Antes de mais nada é preciso esclarecer aos caros leitores que quando digo amor expresso bem mais do que o sentimento que nos leva a transbordar a alma junto a outro alguém. Sempre acreditei, e pretendo enterrar essa certeza junto aos destroços do que restar dessa carcaça que carrego pela vida, que o amor é aquilo que move o mundo: uma engrenagem viva que dá sentido a esse cotidiano tão desinteressante e boçal. No entanto não pretendo aqui tentar, diante da certeza do fracasso, tecer definições ou teorias sobre o tema. A racionalização do amor é um dos poucos pecados dos quais estarei livre no dia do juízo final. Sempre me entreguei de maneira absoluta aos encantos desse cão infernal.

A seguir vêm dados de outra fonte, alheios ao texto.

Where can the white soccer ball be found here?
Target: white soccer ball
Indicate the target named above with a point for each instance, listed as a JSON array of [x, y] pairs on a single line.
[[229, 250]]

Mergulhei, sem medo, em suas garras e, mesmo atordoado pela constante queda em seu abismo, me entrelacei ao seu desvairismo alucinante. Amei e sigo amando aquilo que me move e me encoraja a continuar de pé em meio a tanta desgraça e, por isso, sou, teimosamente, um defensor dessa fera caprichosa.
A pequena, e amorosa, introdução se faz necessária diante da temática do 12º Feverestival, assunto dessa semana por aqui: AMOR COMO (RE)EXISTÊNCIA.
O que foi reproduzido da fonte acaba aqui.